To be clear, we aren't saying that Smith intended to offer propaganda or political porn. We would assume that what he wrote was written in full good faith.
It's also true that some of the things he wrote are plainly accurate:
It's plainly true that his own traffic stop "might have gone quite differently." We know that because that's true of every event which has ever taken place in all of recorded time.
It's also true that a police officer recently shot and killed Daunte Wright, age 20, during a traffic stop. Having said that, we note that Smith is somewhat sparing when it comes to the details of that particular traffic stop and of that particular fatal shooting.
We note that he doesn't state the basis on which Wright was being arrested. (At that point, he switches to the basis on which George Floyd was being arrested.)

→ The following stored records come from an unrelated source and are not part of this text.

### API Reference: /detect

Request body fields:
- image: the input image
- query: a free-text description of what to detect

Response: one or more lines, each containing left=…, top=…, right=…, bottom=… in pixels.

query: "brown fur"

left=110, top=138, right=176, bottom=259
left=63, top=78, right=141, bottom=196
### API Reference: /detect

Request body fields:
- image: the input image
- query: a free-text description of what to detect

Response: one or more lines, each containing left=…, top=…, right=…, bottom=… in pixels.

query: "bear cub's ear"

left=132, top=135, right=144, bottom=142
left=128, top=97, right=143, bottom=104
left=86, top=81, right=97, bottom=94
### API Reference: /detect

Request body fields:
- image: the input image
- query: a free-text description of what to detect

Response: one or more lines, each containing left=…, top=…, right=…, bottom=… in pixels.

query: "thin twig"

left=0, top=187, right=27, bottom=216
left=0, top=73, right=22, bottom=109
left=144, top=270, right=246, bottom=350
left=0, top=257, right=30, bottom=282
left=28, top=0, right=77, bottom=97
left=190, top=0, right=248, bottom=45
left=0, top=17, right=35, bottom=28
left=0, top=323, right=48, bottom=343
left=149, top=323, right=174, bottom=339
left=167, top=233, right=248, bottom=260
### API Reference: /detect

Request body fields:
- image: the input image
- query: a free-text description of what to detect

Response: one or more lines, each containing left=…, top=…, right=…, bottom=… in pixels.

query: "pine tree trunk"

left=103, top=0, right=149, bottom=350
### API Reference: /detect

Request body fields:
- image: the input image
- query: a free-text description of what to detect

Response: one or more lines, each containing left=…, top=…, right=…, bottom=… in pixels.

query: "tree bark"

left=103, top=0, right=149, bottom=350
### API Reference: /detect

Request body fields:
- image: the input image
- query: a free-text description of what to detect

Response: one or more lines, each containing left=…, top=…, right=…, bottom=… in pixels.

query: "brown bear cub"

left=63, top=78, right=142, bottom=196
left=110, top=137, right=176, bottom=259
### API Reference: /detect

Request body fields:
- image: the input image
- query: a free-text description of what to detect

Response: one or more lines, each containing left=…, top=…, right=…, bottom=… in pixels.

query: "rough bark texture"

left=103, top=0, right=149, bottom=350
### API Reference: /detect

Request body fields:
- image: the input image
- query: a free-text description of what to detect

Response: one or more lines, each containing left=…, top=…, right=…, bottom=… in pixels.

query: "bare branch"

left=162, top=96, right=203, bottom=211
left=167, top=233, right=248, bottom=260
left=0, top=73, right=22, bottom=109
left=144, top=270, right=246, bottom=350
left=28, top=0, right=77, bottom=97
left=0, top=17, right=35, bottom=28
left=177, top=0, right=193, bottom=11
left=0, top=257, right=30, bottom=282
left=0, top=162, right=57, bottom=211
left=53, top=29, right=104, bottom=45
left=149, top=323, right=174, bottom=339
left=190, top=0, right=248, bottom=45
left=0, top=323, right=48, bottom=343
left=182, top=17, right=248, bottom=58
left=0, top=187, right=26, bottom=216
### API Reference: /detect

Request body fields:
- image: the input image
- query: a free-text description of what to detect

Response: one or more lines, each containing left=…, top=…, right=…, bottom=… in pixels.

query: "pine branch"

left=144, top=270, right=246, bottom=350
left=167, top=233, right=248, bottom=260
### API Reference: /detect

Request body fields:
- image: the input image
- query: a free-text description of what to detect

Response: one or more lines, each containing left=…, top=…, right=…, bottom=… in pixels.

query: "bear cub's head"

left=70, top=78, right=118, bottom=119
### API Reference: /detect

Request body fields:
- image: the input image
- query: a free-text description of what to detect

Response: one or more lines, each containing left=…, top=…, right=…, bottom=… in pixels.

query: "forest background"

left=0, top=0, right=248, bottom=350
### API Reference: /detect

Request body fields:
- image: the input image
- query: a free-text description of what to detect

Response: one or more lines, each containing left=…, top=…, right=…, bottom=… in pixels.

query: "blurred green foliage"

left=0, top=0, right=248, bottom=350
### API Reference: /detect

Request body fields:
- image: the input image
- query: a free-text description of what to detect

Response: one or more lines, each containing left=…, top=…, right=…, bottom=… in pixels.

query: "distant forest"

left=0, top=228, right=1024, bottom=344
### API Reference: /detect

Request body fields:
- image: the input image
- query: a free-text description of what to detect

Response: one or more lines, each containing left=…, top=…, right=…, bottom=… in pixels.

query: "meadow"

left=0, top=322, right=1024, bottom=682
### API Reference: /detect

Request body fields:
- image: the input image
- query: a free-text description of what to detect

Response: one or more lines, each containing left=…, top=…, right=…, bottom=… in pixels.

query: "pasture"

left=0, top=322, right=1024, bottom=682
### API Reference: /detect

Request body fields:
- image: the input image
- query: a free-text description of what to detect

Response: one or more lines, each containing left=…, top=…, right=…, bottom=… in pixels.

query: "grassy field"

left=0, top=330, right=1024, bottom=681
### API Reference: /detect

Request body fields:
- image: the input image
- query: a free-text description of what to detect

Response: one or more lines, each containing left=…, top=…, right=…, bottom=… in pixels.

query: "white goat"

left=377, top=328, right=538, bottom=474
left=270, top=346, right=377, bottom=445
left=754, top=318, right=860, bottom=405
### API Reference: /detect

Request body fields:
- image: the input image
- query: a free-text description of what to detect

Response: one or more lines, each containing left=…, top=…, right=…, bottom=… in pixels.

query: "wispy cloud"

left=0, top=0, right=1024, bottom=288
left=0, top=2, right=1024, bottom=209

We note that he omits the circumstance which immediately preceded the fatal shooting. (By now, these sorts of omission are virtually required by hard tribal law. We'll note another place in one of these essays where an omission of this type occurs.)
We note that Smith doesn't mention one apparent peculiar circumstance of this particular shooting—a deeply tragic, deeply unfortunate apparent twist of fate.
Could Smith's traffic stop have gone differently in New Orleans that night? Yes, it certainly could have, though it's also true that it didn't.
Tomorrow, we'll start at this point as we start to review (a few parts of) the New York Times' special section. For today, we'll only add this:
Disconsolate experts say this kind of work may be bad for the American project and for living things.
The modern-day New York Times lives on work of this type. So, of course, does our failing tribe. We'll suggest the possibility that this pattern and practice isn't especially helpful.